"Buuuk... Pingin minuuuum...." Sambil memegang gagang pintu kulkas, Dino merajuk pada Rina, ibunya.
Rina menoleh, tangannya masih penuh busa sabun cuci piring. "Sayang, ini kan masih jam 7. Nanti jam 10 ya."
"Tapi aku hauuus. Boleh yaaa, dikit aja kok... Nanti puasa lagi. Boleh ya...?"
"Bu Guru kemarin bilang apa, Dino belajar puasanya sampai jam 10. Begitu kan?"
"Sedikiiiit aja kok. Boleh ya, Buk?" Anak berkaos biru bergambar tayo itu tetap merajuk. Butiran keringat di dahinya menetes. Ia mungkin capek, setelah bersepeda dengan kawan-kawannya.
"Nggak boleh, sayaaaang..."
"HUAAAA... HUAAAAA.... HUAAAAAA..."
Rina buru-buru menutup mulut si kecil yang masih duduk di TK kecil dengan telapak tangannya, agar tangisnya tidak membangunkan bapaknya. Namun saking banternya, suara itu terdengar juga oleh bapaknya.
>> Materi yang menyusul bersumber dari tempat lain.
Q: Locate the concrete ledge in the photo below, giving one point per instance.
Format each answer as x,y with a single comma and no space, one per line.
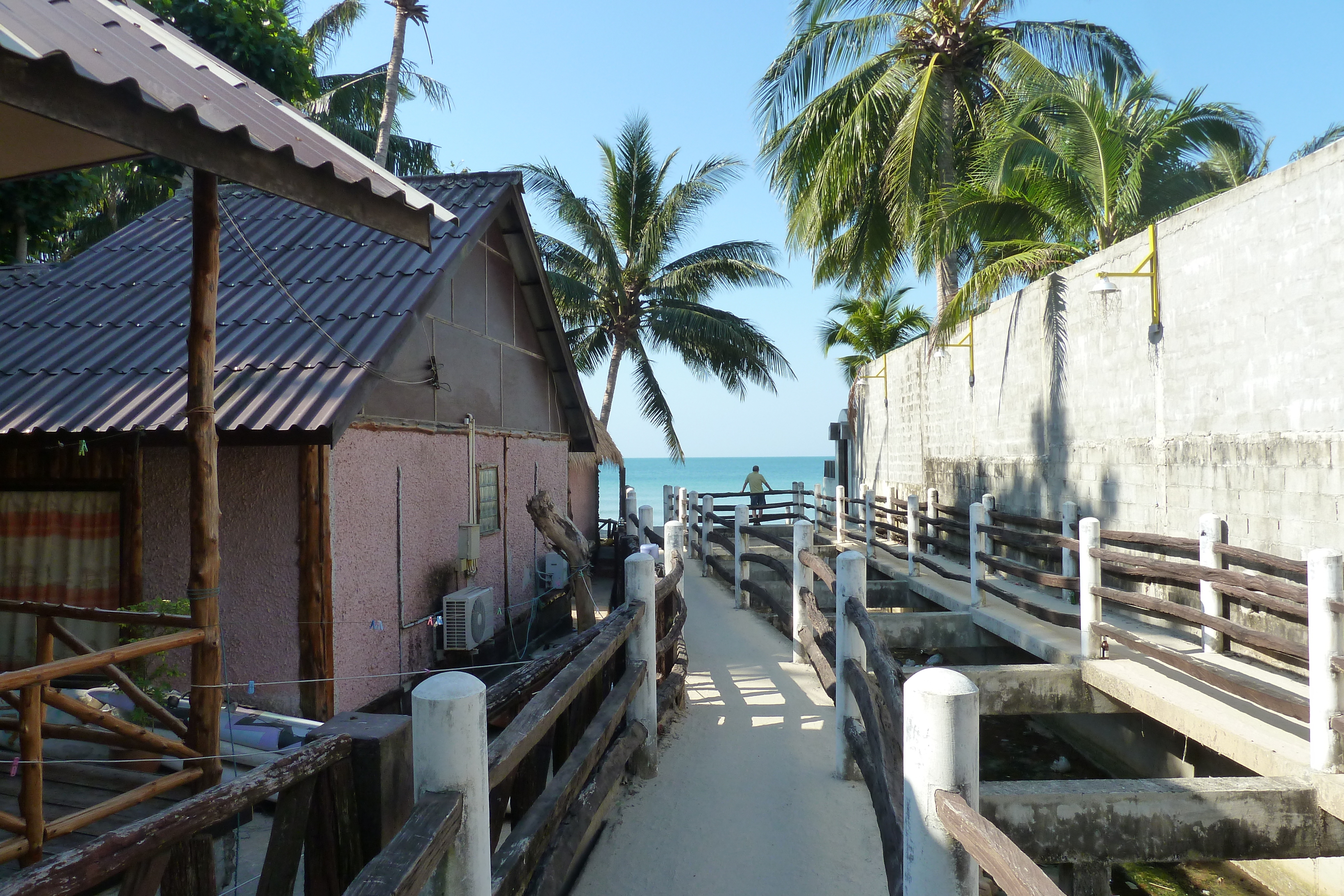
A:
1163,820
1037,690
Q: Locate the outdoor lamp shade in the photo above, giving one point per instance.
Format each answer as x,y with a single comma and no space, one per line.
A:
1104,287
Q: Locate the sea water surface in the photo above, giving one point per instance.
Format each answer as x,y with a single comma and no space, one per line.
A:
648,475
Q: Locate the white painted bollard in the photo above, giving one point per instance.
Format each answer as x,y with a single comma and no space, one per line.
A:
1212,602
802,580
868,522
851,584
841,511
706,531
1089,575
740,547
450,753
912,534
933,515
1068,559
941,753
987,545
1325,641
978,569
646,523
643,645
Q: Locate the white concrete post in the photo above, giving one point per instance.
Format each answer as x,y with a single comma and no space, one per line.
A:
1325,640
912,534
1089,575
987,545
978,569
740,547
450,753
1212,602
646,523
868,520
632,508
841,511
643,645
851,584
941,753
706,530
1068,559
802,580
933,515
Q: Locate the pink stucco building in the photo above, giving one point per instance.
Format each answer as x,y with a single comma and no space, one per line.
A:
349,366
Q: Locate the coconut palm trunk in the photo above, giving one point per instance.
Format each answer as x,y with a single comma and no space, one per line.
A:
394,80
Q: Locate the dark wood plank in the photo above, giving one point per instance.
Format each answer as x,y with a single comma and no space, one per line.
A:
407,863
286,847
541,713
999,856
517,859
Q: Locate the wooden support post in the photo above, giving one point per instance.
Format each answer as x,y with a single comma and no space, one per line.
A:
912,534
741,545
868,522
208,682
30,788
1326,644
933,514
317,649
1212,531
941,753
1068,559
382,762
448,717
643,647
851,585
1089,577
706,530
802,580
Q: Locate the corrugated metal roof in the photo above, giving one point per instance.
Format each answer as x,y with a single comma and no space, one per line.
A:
100,343
118,42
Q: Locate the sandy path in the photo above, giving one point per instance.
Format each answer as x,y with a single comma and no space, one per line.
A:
745,801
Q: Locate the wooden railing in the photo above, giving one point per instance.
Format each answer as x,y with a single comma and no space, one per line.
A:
29,692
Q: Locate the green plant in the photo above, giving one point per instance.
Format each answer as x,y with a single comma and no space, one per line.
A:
153,674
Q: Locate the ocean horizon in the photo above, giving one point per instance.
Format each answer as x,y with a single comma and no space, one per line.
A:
648,475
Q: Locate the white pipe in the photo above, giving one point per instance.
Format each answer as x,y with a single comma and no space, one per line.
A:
941,753
643,644
851,585
1325,640
802,580
1089,577
451,753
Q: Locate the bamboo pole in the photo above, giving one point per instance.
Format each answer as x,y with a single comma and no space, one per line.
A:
204,446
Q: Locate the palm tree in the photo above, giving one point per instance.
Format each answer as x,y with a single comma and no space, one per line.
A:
1075,164
868,119
622,292
872,327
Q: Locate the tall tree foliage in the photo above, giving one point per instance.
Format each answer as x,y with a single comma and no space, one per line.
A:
874,108
870,327
623,291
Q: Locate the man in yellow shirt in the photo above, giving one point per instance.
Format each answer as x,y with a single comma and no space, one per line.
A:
759,487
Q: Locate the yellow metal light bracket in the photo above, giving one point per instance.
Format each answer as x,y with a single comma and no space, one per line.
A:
1151,264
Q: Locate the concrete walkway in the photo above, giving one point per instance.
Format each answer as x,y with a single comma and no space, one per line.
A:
745,801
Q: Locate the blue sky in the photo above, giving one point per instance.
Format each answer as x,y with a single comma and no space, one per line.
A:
536,80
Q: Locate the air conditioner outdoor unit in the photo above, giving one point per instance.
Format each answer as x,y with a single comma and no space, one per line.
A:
467,618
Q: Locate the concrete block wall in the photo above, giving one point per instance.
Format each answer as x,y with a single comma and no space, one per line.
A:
1237,409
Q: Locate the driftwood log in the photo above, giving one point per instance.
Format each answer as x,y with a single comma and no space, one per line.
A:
561,532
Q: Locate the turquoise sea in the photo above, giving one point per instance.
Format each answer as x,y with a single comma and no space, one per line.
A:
648,476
'Klontaaang... Klontaaaang!!!'
Terdengar suara logam menatap benda keras berkali-kali. Disusul teriakan menggelegar Herman, suami Rina.
"RINAAAAA.....!!!!"
"RINAAAAA.....!!!!"
Rina melepaskan tangannya dari mulut Dino. Bocah berumur lima tahun yang masih menangis sesenggukan ditinggalkan begitu saja. Wanita yang cekatan dalam segala hal itu berlari tergopoh-gopoh menuju tempat asal lengkingan suara yang memanggilnya.
'Klontang!'.
"Innalillahi..." teriaknya spontan. Langkah Rina terhenti ketika kakinya menyaruk cangkir blirik ijo. Setahunya saat sahur tadi, cangkir jadul itu berada di atas meja kecil dekat rak TV. Lelaki penggemar kopi yang membawanya lima belas menit sebelum imsak. Itu kebiasaan yang selalu ia lakukan di bulan Ramadhan ini, menghabiskan waktu sahurnya dengan nonton TV sembari mencecap kopinya sampai habis.
"Oh, ini rupanya..." Rina bergumam lirih seraya berjongkok memungut cangkir yang tidak akan pecah meski dibanting berkali-kali. Pagi ini entah bantingan yang ke berapa. Wanita yang selalu sabar melayani suaminya itu tak pernah menghitungnya. Namun setidaknya, sekarang ia merasa aman. Tak pernah lagi terluka akibat serpihan gelas yang menusuk kulitnya.
Sebelum akhirnya Rina memutuskan untuk membeli cangkir tahan banting, sudah tak terhitung dengan jari kulit mulusnya terluka. Tapi sepertinya, sakit yang dirasakan tidak sampai menembus hatinya. Nyatanya, luka berdarah yang sering dialami tidak membuatnya benci pada lelaki pilihannya sendiri.
Semakin bahagia, semakin cepat masa penyembuhan luka. Itulah salah satu motto hidupnya. Jangankan luka yang hanya membuat kulitnya terbuka tidak begitu lebar, luka batin akibat perceraian orang tuanya saja mampu ia sembuhkan. Walaupun membutuhkan waktu yang memang tidak sebentar.
Orang tua Rina bercerai saat ia akan memasuki bangku SMP. Pengalaman itu sempat membekas dalam ingatannya. Hingga ia pernah merasa tak percaya dengan sosok seorang bapak. Betapa tidak, bapak yang menjadi figur untuk diteladani malah menceraikan ibunya. Dan semenjak perceraian itu, ibunya harus membanting tulang menghidupi ia dan adik-adiknya.
Rina tidak ingin anak-anaknya mengalami hal yang sama. Untuk itulah, apapun perlakuan suaminya ia selalu berusaha sabar. Biarpun sering dimaki dan dimarahi, ia berupaya untuk tetap taat pada suaminya. Bagi wanita yang rajin mengikuti pengajian itu, taat suami merupakan salah satu kunci surganya.
"Ada apa bengong di situ!" Bentakan Herman mengagetkan Rina yang masih dalam posisi jongkok.
"Ini mengambil cangkir." sahut Rina dengan suara lemah.
"Kenapa Dino nangis? Ngganggu orang tidur aja!" nada Herman kesal.
"Dia merengek minta minum."
"Ya udah. Dikasih aja."
"Tapi ini belum ada jam 10, Mas... Dia kan belajar puasa."
"Udah, udah... Terserah!" Herman merebahkan tubuh kekarnya kembali di kursi panjang dekat rak TV. Ia tidak ingin mendengar penjelasan Rina panjang lebar.